Kāinga Ora and the Potential Change to the No Eviction Policy

Recently, the government has decided to implement a “three strikes compliant scheme”, as similarly provided for in the Residential Tenancies Amendment Act (RTA). While this is an honourable and overdue change, it is potentially unworkable.

What this policy does not say is this (I refer to the above Act, because I assume Kāinga Ora will not amend their Act to allow for the “three strikes complaint scheme” to operate):

“… a landlord (read here a Kāinga Ora tenant) may apply to the Tenancy Tribunal (read here, Kāinga Ora) to end a periodic tenancy if:

– on three separate occasions within a 90-day period, a tenant (or a person in the premises with the tenant’s permission) has engaged in anti-social behaviour in connection with the tenancy; and

– a valid notice for anti-social behaviour was served on the tenant following each of those occasions.

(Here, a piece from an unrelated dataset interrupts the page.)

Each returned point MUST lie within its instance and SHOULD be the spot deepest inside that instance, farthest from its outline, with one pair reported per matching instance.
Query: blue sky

› The notice for anti-social behaviour must clearly describe:

  • the specific behaviour considered to be anti-social.
  • who engaged in the anti-social behaviour (if this is known to the landlord).
  • the date, approximate time, and location of the behaviour; and
  • how many other notices (if any) have been issued in connection to anti-social behaviour at the same tenancy within the same 90-day period.

› The notice must advise the tenant that they have the right to challenge the notice in the Tenancy Tribunal.

› If a tenant challenges a notice of anti-social behaviour in the Tenancy Tribunal, the landlord must prove the anti-social behaviour occurred and that the three notices met the above requirements.

› If the Tenancy Tribunal considers that the notices were issued in accordance with the RTA, it must terminate the tenancy unless:

– doing so would be unfair because of the circumstances in which the behaviour occurred, or the notices were given; or

– the landlord was partly or wholly motivated to apply to end the tenancy by the tenant exercising their legal rights or making a complaint (a retaliatory response)”.

Essentially, private landlords now find it very difficult to evict bad tenants, if at all. After talking to a private landlord, the unintended consequence of removing the ’90 day no cause eviction notice’ is clear; the most vulnerable people are the most impacted as landlords are too scared to take on the potential risk of tenants that have previously been in emergency housing or had a ruling against them in Tenancy Tribunal as they know that if anything goes wrong, there is no reasonable way to move people on. This risk becomes even more significant in a situation of multiple tenancies (e.g., a block of units) when the landlord has a duty of care to the adjacent tenancies. 

Thus, under the Residential Tenancies Amendment Act, this is an unworkable clause and will equally apply to the three strikes complaint scheme currently being initiated by Kāinga Ora.


Because a complainant has to make three complaints over three months (a smart delinquent tenant could easily scale back behaviour over 90 days to prevent three complaints being made against them), potentially against a violent or/and aggressive person or group, who are undertaking the worst kind of behaviour, and consequently they may well feel quite intimidated to lay up to three complaints in a 90-day period. Further, if their complaint fails, or fails to materialise, then they still must live next door to the unruly tenant.

While this change in policy is welcome, it remains to be seen how it will be implemented.

I have attached an article by Anneke Smith of Radio New Zealand regarding the government’s proposed change to the No Evictions policy. I have also met with Anneke to discuss this.  If you listen to the interview piece, some of you may know who George is.



The point is, that at least the minister has finally listened, and Kāinga Ora have a policy they can use against the 1% of unruly Kāinga Ora tenants. Hopefully, this policy will help all those people who have had to suffer the consequences of living next to unruly Kāinga Ora tenants. There must be a bottom line, and unscrupulous tenants need to understand that their actions do have a consequence – eviction. Sadly, it has taken too long to get to this point. I remain sceptical that Kāinga Ora will apply the “Three strikes complaint scheme” because it is essentially unworkable. However, at least it is start.